I’ll take up this question tomorrow. It is really now the question, and the future of Europe—whether it is the same, better, worse, or much worse—depends very much upon getting it right. Because the future of the United States, like it or not, depends upon getting Europe right, we would do well to offer our technical and diplomatic assistance.
Of course we are not likely to do so. Trump is in office, and his irritable—and irritating—mental reflexes are invariably instincts toward chaos, not order; he seems to take special pleasure, even, in pushing our allies toward chaos so better to gift-wrap them and hand them to our enemies on a platter. But perhaps some organs of the federal bureaucracy are working quietly and unnoticed to make themselves useful. One certainly hopes so: The world in which we grew up is at stake.
In a foreign policy discussion group Tuesday (to which group I have forwarded your article) I postulated that we can't predict what will happen in Europe except that we will be caught unaware and surprised.
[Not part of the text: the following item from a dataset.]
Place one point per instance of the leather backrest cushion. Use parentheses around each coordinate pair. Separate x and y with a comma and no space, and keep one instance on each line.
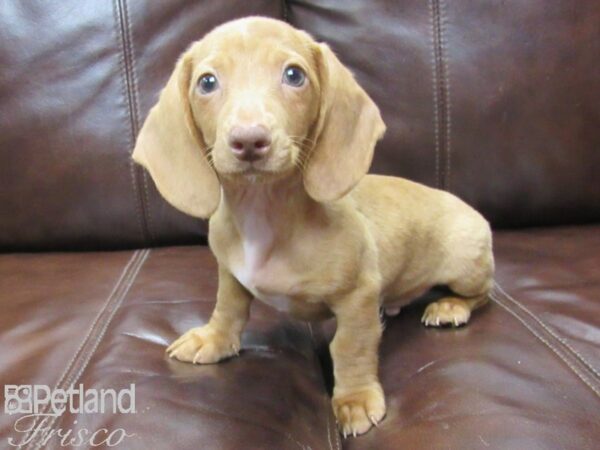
(77,78)
(498,103)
That we have no choice other than to act as a broker/friend seeking to reduce chance of European war; as a promoter of international collaboration to address international problems (migration and refugees, climate change, nuclear arms control); as a champion of self-determination (even if a populace determines to embrace autocracy.) We should replace militarism with diplomacy, offer refugee sharing and aid, seek to reduce dependence on NATO, renew START and the missile treaties, and banish political-money ambassadorships (no more of Sunderlands and Grenells.)
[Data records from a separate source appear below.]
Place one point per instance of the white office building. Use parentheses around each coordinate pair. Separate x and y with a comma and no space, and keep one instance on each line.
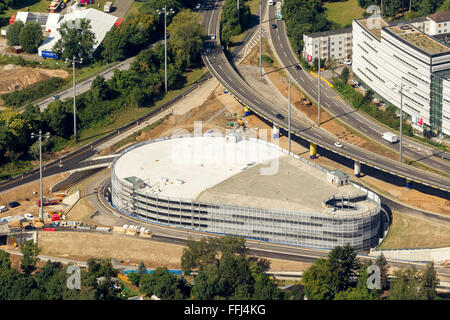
(388,56)
(334,44)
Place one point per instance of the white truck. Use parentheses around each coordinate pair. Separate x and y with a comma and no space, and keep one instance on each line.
(390,137)
(107,7)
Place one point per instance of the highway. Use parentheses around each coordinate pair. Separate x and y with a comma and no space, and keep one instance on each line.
(215,59)
(333,103)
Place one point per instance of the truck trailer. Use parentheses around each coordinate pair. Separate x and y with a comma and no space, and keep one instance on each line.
(390,137)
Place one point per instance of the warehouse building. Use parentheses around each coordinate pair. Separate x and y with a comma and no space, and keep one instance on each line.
(101,23)
(225,186)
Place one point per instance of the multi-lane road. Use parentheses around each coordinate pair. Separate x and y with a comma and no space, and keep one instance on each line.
(215,59)
(341,110)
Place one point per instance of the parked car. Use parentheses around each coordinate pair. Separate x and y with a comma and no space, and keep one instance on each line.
(13,204)
(338,144)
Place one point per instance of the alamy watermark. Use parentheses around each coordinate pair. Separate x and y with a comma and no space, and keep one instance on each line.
(74,280)
(374,279)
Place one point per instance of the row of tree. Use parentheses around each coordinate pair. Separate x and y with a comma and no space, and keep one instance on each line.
(50,281)
(139,86)
(224,271)
(341,276)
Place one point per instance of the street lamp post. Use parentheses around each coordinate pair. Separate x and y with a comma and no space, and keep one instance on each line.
(260,40)
(318,91)
(166,12)
(40,136)
(74,61)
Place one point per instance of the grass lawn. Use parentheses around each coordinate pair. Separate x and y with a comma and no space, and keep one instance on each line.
(343,13)
(408,232)
(127,116)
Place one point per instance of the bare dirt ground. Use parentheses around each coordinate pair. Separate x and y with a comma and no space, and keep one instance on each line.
(24,195)
(14,77)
None of this will happen under the current administration and not quickly under the "defense" industry lobbying pressure. We must change the administration and the Senate by next January. Even then, change in our NATO and European policies will be a fight.
My fellow discussion group members accused me of being a woolly-headed naif hearkening back to wishful liberalism. But what other choices do we have?
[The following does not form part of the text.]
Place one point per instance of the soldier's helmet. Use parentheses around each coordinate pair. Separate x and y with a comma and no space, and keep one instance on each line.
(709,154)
The EU today is the same sort of diplomatic congregation of independent States that the US was under its Articles of Confederation. If the EU wants to survive as a nation-state, those independent States are going to have to surrender significant sovereignty to a central government that will have more authority than the Continental Congress had or today's EU governance mechanism has.
There is, though, another barrier at least as tall to the formation of a serious pan-European nation-state. That is the utter lack of homogeneity in political philosophy and in economic philosophy. North and South Europe, excluding France, Great Britain, and eastern Europe from either, have radically differing views of the role of government in men's lives, even of the purpose of money.
Europe would do much better as three, or so, separate nation-states, each consisting of like-minded current nations, then the few tied together in a pan-European free trade zone.
Several generations later--5? 10?--the idea of a single pan-European nation-state could be revisited with some possibility of success.